Devastated.
That was my first reaction when I saw the picture of a small child sitting on the dead body of his grandfather, killed in a crossfire in Sopore. Sopore, which is not only famous for its apples but also its graveyards. The graveyards are filled with the dead bodies of innocent people -- children, women, young and old, killed in this decades old armed war.
The image brought tears to my eyes. The image went viral in seconds, and was compared with the picture of Aylan Kurdi, who was captured lying dead on the seashore and brought forth the migrant crisis which had arisen out of the wars fought in the Middle East and the Arab world.
That picture is still in the minds of people and haunts them today. But in that picture, Aylan was dead, and in Sopore, the boy was alive but sitting atop his grandfather’s dead body. He was alive but traumatized. The trauma will never leave him, and will haunt him for his life. Kashmir is a disputed area, and disturbed, too. Peace is a far cry.
Daily encounters and militant and civilian killings have ravaged Kashmir and its people. Every day, some woman is rendered a widow, some child an orphan; some mother and father lose a child, some sister and brother lose their sibling, and some lose close friends in crossfires.
Bullets fly every day and houses are razed to the ground within minutes and turned into rubble by IED blasts. Schools, colleges, and universities in Kashmir have been shut down since August 5, 2019, when Kashmir was stripped of its semi-autonomy. There has not been any schooling since then.
Children are sitting at home, and only a few who migrated to other places for study could manage going to school. Kashmiri children have suffered immensely on the education front. Then there is no proper internet, and 2G internet is snapped for days whenever an encounter happens in some town or district.
Children in Kashmir have suffered psychologically and emotionally. Some have turned to drugs. Some have died by suicide and some have left their homes, never to return. Some have been killed in the mountains. Mothers are still waiting for their children to return home. Hundreds of children have been killed in crossfires between militants and forces in the last 30 years.
Hundreds have seen their fathers’ and brothers’ coffins, and they live and die with this trauma. Hundreds of children have been blinded by pellet guns in recent years. Hundreds have been killed in recent mass protests. Hundreds have been injured and rendered physically deformed in crossfires, and IED and grenade blasts.
They suffer on every front. Some carry stigma for life. Some live like corpses. There is smoke everywhere. Hope is nowhere. For a Kashmiri, to live another day is to live another life. The war has traumatized us all. Our daily lives are traumatized. Everything is traumatized. Humanity seems dead in these times. Propaganda seems to win the battle.

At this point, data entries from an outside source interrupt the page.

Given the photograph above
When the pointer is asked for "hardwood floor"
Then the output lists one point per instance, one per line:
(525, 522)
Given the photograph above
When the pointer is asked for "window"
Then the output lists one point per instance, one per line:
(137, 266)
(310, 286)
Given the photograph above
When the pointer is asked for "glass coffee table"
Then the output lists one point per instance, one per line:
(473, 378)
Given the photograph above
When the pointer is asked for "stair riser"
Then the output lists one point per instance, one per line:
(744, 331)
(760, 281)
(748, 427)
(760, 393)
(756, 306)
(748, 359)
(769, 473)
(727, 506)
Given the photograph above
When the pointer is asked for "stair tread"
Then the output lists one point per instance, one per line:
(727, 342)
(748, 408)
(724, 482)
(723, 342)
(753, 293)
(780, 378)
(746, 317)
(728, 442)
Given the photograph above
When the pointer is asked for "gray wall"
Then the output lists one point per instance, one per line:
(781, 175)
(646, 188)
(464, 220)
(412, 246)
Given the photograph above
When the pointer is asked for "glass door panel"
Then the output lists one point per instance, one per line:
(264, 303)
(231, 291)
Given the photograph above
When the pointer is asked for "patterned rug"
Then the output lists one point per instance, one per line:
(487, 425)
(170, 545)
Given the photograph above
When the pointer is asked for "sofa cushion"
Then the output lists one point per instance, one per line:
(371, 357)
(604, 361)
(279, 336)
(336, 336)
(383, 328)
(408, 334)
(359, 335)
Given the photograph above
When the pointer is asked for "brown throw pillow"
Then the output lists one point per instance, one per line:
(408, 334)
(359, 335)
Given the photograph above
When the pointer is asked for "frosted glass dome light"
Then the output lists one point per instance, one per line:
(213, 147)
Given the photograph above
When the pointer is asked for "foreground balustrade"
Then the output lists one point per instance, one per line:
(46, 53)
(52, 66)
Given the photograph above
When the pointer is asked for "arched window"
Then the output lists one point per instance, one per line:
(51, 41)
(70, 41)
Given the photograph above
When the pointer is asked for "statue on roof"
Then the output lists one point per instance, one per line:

Empathy is nowhere. And our lives have been turned miserable in this unending war. We are treated as lesser mortals. Humanity seems dead when it comes to Kashmir and Kashmiris. I have seen children crying in the 1990s, whose brothers, cousins, sisters, mothers, fathers, and friends were killed in crossfires, encounters and fake encounters, and at the hands of militants.
Whose brothers disappeared in custody. Whose brothers and fathers were kept at undisclosed locations by both militants and forces, and later only their dead bodies returned. My cousins and I have cried a lot too during this time. I have seen my orphaned niece crying and asking for her dead father, killed in militant infighting during the 1990s.
I have seen my widowed sister and mother crying and living with this trauma. I have seen dear ones and friends disappear before my eyes, some taken away by forces and later killed, some killed by militants in rivalry, some thrown into rivers, and some into the forest and mountains.
The trauma is still with me. And it is with every Kashmiri who has seen militancy of the 1990s closely and suffered at the hands of both forces and militants. The war has inflicted immense misery on us Kashmiris. In the 1990s, daily I would hear that some people or children have been killed in a grenade attack, mine (IED) blast, or firing (encounter). The scars are deep inside.
The trauma is not going anywhere and still with me. The cries of thousands of orphans, widows, brothers, and sisters still reverberate in my ears. The haunting image of Sopore is a dark reminder of what Kashmiris are going through, and have been since the early 1990s.
The child in the picture has to bear this traumatic experience all his life. The daily lives of Kashmiris are a nightmare, and traumatic beyond imagination. It was called paradise on earth some centuries ago, but it resembles hell today. The killing and blinding of children, young and old, and women have become a norm here. This has been happening for decades, and unfortunately, there looks to be no end in sight.
Ashraf Lone is a writer associated with Jawaharlal Nehru University, New Delhi.